Poetisa de olhos azuis cristalinos, comportamento discreto, enorme desprendimento das questões materiais e avessa aos holofotes da mídia. Construiu com o poeta curitibano Paulo Leminski frutíferos laços de amizade. Residiram, na década de sessenta, no Edifício São Bernardo, centro da cidade. Vizinhos separados por paredes, unidos pela inspiração. Leminski, o grande incentivador da poetisa para continuar a composição de seus haicais, poemas curtos, caracterizados pela concisão e objetividade.

Helena, a pioneira do haicai, em seu livro Paisagem Interior (1941) apareceram os primeiros haicais publicados por uma mulher no Brasil. Em frases sucintas expressava a delicadeza de sua alma: “Quando sonho, sou outra. Inauguro-me.” “Deus dá a todos uma estrela. Uns fazem da estrela um sol. Outros nem conseguem vê-la.”

Morou com a irmã Olga, por mais de trinta anos, em um apartamento cuja janela avistava a Praça Rui Barbosa, no miolo de Curitiba e nas entranhas do movimentado terminal de ônibus. Helena faz parte da cidade e a cidade se nutre das palavras da senhora dos haicais. Acostumamos ouvir as citações nos momentos tristes ou alegres, em eventos, em discursos políticos, em qualquer situação cabem os seus versos. As singelas mensagens, desta senhora de cabelos brancos, conduzem à reflexão sobre o sentido da existência. Nos seus últimos anos quase não saía de casa, passava por dificuldades de locomoção. A receita da longevidade era simples, como a própria Helena: “A vida é muito linda. Se estou chegando aos noventa anos é porque tomo uma vitamina de carinho todos os dias.”

Helena Kolody partiu numa noite de sábado, em fevereiro de 2004, aos noventa e um anos de uma vida dedicada à poesia e a sua especialidade, os poemas em gotas. Em 2012 completaria cem anos de idade. E por conta deste centenário somos agraciados com inúmeros eventos divulgando a sua obra. Helena partiu, mas deixou uma enorme herança para ser compartilhada, constituída pelo vigor de suas palavras.
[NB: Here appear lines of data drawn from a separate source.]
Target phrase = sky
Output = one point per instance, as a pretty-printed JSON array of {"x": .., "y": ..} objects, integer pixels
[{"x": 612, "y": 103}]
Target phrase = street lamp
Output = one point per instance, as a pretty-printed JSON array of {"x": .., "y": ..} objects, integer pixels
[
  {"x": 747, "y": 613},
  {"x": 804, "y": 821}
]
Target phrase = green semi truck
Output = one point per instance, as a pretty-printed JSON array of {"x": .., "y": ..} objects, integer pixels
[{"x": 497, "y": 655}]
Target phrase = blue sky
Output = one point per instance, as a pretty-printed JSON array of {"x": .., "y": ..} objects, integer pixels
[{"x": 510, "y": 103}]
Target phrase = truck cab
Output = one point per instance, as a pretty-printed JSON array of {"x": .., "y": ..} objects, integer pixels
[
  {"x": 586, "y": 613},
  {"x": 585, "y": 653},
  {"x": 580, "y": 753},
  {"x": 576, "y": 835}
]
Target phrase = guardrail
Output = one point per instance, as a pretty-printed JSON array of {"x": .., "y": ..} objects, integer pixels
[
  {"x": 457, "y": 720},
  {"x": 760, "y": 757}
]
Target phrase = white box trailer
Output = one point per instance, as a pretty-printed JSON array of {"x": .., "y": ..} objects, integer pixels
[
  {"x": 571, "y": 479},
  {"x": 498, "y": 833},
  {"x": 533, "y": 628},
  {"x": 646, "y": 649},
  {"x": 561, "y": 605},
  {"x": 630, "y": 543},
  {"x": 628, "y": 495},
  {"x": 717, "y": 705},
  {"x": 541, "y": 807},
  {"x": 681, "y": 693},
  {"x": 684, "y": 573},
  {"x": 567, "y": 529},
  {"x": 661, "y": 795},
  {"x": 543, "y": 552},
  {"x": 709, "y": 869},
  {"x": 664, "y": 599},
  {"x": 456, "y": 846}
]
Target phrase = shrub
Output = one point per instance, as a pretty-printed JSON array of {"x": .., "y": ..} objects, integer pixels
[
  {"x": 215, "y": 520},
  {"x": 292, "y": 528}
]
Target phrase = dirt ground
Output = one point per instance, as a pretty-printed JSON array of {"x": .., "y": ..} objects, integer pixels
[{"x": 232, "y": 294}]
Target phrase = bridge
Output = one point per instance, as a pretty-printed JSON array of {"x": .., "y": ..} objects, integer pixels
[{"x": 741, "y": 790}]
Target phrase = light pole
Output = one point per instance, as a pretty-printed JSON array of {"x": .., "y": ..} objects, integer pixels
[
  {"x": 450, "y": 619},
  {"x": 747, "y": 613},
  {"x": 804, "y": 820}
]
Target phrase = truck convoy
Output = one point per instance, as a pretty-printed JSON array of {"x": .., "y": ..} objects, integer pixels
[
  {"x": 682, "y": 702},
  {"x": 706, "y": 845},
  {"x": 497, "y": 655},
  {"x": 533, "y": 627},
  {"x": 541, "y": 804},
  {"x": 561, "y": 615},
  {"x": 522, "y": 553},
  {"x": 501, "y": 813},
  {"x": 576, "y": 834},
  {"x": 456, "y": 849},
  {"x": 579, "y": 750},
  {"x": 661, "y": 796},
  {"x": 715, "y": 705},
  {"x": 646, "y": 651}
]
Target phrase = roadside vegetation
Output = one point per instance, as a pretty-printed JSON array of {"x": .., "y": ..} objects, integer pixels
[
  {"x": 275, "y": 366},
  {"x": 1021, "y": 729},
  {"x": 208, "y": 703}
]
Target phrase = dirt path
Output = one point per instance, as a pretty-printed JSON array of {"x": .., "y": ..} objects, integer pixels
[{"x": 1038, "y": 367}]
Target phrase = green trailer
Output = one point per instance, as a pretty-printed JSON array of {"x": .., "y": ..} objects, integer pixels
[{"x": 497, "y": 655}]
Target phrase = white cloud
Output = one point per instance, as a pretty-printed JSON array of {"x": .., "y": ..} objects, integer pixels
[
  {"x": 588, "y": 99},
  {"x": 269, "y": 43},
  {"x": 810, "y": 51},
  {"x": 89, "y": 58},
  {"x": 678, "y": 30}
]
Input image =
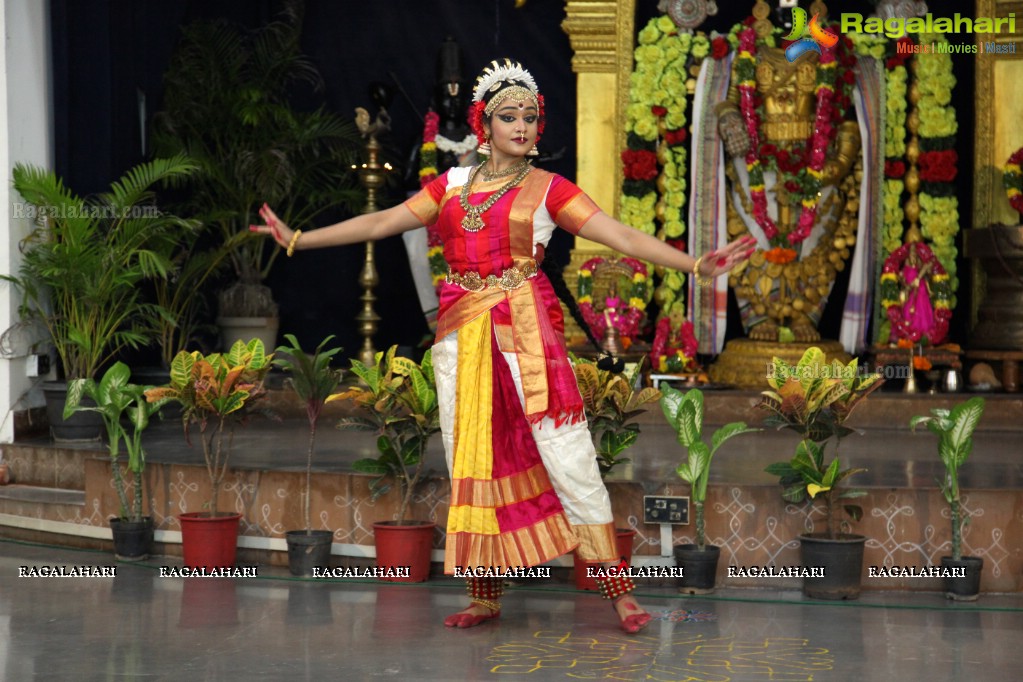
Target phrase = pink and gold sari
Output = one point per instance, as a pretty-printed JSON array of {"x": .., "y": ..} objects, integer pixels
[{"x": 525, "y": 484}]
Quando passo por aquela rua, no centro da cidade, a frase não está mais grafada, nem precisa, lembro toda vez ao olhar para o antigo prédio, ficou gravada na memória. Acredito que Helena não deu muita importância para a retirada do seu verso, pois com ela encontro a explicação: “Palavras são pássaros. Voaram! Não nos pertencem mais.”